I think my grandparents have been married for almost 50 years (not there yet). When I think about it, they’re completely different from each other. My grandfather is a really calm, easy-going person, while my grandmother is really anxious and could probably worry enough for 20 people. When my grandmother starts to worry, suddenly all my anxieties disappear and all I want is for her to just relax. Perhaps that is why my grandfather is so relaxed.
During my trip, my grandparents took turns taking me sightseeing. When I went with my grandfather, he would rush though the seeing part, and slow down during the eating parts. We would sit at a restaurant for maybe two hours at a time. Well past the eating, just sitting around sipping tea, and he would just spin stories. His stories are always interesting, lots of history in everything. The only complaint about being with my grandfather is that you have to make sure that he gets enough to eat and ask him if he needs to use the restroom every now and again.

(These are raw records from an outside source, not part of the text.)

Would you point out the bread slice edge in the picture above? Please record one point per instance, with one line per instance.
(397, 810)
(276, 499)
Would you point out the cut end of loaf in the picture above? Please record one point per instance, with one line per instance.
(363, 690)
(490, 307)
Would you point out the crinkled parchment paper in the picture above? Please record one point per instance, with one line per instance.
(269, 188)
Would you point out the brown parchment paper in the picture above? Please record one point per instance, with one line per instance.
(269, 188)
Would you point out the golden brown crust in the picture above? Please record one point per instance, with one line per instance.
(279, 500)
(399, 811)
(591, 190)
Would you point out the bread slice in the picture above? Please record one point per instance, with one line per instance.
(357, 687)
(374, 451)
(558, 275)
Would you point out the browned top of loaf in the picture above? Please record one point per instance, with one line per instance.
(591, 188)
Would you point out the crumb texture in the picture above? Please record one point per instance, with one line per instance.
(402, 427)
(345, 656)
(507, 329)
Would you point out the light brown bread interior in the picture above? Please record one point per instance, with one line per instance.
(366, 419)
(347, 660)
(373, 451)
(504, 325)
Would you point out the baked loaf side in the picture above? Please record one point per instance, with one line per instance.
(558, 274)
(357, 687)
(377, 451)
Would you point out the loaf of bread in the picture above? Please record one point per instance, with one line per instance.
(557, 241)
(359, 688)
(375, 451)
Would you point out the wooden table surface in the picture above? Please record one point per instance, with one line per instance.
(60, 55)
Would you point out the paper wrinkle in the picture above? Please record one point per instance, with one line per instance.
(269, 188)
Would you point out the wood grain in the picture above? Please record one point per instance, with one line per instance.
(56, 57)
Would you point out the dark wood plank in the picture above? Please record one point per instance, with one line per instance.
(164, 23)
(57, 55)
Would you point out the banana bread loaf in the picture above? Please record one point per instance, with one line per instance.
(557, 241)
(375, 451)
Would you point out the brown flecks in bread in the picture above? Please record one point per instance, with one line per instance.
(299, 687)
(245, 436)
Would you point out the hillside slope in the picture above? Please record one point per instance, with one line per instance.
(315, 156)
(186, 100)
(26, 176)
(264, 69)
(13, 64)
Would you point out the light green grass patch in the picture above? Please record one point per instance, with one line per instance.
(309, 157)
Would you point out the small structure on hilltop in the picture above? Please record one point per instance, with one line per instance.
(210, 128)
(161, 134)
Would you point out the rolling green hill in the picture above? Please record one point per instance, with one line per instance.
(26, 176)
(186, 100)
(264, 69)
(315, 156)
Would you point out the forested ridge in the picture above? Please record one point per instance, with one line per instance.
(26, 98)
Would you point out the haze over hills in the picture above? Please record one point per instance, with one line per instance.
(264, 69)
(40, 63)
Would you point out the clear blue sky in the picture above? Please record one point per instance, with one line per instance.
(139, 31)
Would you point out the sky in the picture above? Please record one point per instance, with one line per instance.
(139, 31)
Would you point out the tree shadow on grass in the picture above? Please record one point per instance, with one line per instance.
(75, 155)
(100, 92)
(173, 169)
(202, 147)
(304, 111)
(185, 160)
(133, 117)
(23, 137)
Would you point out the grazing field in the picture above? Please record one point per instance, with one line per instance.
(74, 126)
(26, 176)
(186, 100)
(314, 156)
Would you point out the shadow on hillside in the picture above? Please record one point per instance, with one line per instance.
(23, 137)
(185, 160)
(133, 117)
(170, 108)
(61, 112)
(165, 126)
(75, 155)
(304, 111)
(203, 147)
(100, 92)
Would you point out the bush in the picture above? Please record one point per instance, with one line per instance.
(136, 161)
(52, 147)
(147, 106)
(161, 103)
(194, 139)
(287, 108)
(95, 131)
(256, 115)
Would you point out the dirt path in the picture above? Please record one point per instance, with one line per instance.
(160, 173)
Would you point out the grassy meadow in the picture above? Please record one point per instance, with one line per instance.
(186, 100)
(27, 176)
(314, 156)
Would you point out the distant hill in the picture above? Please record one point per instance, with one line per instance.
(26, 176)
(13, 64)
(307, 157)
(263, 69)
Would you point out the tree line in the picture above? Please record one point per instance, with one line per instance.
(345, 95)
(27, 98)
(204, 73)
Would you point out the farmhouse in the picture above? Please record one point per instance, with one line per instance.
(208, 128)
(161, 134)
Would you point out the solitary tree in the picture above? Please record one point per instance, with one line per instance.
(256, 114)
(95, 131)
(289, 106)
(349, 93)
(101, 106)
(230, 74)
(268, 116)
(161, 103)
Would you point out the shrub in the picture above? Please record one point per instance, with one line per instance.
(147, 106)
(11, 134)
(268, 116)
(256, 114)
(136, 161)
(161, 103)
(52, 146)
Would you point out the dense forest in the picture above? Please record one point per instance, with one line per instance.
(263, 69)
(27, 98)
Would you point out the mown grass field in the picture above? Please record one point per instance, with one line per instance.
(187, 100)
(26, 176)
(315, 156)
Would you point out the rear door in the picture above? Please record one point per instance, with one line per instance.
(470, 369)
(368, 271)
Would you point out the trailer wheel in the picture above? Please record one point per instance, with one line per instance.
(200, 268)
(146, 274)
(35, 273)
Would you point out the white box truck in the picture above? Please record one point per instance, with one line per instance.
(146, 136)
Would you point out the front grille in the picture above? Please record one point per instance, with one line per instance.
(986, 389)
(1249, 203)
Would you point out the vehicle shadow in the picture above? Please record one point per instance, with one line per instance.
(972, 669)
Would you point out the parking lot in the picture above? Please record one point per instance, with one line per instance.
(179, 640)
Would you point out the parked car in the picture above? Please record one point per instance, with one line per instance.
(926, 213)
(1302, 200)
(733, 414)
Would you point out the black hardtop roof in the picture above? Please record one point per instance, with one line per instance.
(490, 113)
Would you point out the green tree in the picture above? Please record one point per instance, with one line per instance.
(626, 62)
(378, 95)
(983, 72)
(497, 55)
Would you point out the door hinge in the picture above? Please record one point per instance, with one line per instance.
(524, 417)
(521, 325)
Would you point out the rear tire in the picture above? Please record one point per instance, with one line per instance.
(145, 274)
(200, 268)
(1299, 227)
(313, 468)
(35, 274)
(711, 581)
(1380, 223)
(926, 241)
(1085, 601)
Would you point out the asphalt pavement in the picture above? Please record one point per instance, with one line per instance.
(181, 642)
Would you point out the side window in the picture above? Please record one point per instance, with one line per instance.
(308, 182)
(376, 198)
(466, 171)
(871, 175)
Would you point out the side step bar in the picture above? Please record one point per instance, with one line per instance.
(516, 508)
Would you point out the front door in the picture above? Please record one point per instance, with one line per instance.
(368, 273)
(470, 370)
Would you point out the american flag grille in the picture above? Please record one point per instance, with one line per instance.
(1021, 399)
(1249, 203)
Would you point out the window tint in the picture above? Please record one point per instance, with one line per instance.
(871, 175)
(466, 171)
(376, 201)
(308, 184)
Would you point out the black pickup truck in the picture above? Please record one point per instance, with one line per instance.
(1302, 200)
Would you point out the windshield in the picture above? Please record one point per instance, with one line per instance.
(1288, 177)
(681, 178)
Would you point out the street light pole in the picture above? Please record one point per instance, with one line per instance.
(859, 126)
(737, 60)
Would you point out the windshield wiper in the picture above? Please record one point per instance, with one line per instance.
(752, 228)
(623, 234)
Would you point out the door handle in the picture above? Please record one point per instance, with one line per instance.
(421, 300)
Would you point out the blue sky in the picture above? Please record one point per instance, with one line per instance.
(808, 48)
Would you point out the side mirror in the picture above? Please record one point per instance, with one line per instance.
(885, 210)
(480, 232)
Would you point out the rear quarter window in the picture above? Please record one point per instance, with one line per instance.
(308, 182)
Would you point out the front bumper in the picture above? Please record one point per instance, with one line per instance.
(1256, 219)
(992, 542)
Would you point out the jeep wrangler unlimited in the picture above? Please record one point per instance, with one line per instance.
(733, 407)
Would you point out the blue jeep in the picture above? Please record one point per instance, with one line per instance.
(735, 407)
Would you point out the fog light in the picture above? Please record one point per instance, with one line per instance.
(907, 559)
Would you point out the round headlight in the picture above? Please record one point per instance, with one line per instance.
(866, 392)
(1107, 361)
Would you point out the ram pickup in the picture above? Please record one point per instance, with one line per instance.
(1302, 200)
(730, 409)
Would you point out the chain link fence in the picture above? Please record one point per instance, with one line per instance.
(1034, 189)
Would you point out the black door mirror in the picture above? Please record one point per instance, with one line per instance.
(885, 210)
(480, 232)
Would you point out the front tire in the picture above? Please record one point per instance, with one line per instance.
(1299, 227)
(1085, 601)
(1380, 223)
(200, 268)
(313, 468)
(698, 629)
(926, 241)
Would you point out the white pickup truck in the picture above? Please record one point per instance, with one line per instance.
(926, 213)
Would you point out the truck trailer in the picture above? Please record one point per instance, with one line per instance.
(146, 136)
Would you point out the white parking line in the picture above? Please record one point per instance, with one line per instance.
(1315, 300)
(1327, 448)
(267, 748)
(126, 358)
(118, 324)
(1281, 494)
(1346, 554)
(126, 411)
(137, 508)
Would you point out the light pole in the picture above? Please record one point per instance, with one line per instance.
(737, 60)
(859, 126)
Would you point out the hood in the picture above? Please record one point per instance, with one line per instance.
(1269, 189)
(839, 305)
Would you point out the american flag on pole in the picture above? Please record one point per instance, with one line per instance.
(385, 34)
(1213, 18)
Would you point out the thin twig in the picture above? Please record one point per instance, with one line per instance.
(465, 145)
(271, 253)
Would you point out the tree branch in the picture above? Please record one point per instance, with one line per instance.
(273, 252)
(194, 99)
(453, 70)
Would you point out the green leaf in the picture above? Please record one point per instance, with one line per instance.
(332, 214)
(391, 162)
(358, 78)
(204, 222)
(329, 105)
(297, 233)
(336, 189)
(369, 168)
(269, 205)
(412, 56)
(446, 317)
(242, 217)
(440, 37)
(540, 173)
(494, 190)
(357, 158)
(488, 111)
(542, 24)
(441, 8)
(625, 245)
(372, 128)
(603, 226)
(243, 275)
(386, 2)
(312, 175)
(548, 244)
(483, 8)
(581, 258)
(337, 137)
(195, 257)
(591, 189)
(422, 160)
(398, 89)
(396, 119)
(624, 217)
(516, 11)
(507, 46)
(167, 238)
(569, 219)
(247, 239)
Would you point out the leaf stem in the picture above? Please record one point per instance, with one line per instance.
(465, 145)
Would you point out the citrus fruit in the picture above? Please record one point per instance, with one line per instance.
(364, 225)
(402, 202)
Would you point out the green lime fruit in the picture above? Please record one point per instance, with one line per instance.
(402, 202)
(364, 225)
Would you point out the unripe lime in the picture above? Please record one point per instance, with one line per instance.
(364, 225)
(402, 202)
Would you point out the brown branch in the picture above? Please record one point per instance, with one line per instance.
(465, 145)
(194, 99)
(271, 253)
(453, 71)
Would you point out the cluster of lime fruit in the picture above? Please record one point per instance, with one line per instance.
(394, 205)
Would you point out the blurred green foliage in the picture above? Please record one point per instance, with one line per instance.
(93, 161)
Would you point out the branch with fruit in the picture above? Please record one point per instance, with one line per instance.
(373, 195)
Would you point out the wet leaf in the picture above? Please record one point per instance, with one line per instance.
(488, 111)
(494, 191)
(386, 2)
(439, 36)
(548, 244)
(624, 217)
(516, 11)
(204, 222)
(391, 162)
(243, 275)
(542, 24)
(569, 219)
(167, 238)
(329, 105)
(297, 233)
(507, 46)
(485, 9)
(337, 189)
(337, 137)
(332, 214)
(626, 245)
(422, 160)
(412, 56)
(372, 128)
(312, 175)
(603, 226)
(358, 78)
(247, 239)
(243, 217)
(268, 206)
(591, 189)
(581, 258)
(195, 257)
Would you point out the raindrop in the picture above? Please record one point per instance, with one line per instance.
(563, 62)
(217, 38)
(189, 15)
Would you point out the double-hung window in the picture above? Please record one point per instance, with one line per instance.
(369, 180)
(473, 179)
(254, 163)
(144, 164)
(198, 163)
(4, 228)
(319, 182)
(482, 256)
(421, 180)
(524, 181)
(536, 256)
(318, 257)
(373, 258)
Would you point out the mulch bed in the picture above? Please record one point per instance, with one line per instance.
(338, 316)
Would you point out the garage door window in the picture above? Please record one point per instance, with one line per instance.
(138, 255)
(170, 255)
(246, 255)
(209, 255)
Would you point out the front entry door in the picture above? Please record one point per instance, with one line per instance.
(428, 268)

With my grandmother it’s a little different. She’s always worrying. It’s like she’s a leech and won’t let go. She wouldn’t let me out of her sight. I just wanted to cross the street and look at one shop, and she wouldn’t let me because it was unsafe. How old does she think I am?! Also, every time we were going to cross the street or in an elevator or something like that, she would push me when we needed to move. At least, with her she would stay with the seeing parts more, but every ten minutes or so, we would have to sit down, because she just can’t walk so much.
Now, it’s a very logical question to ask, why didn’t I just go sightseeing on my own? The Guangzhou transportation system makes a lot of sense, and it’s really easy to see lots of things. Also, as a younger person, I’d walk a lot faster than my grandparents, so I’d be able to see a lot of things. Well, the answer to that question, lies with my grandmother, and her completely irrational, overprotective nature.
It may seem like they’re the ones taking care of me, but it more felt like I was taking care of them. Always having to make sure they were well rested. Making sure I don’t walk too fast, so they could catch up. Checking if they needed to use the restroom or a snack or a drink. It’s way more exhausting than babysitting! It’s probably because since they’re older, you need to respect them, so it’s like dancing on a fine line. You have to make sure that they think they’re taking care of you, instead of the other way around.
It still amazes me how these two could be so different and happily married so long. My grandfather said it’s because my grandmother is always burning up from worry, but he is calm and cool, so he’s able to cool her down. Hee hee, perhaps that’s the truth.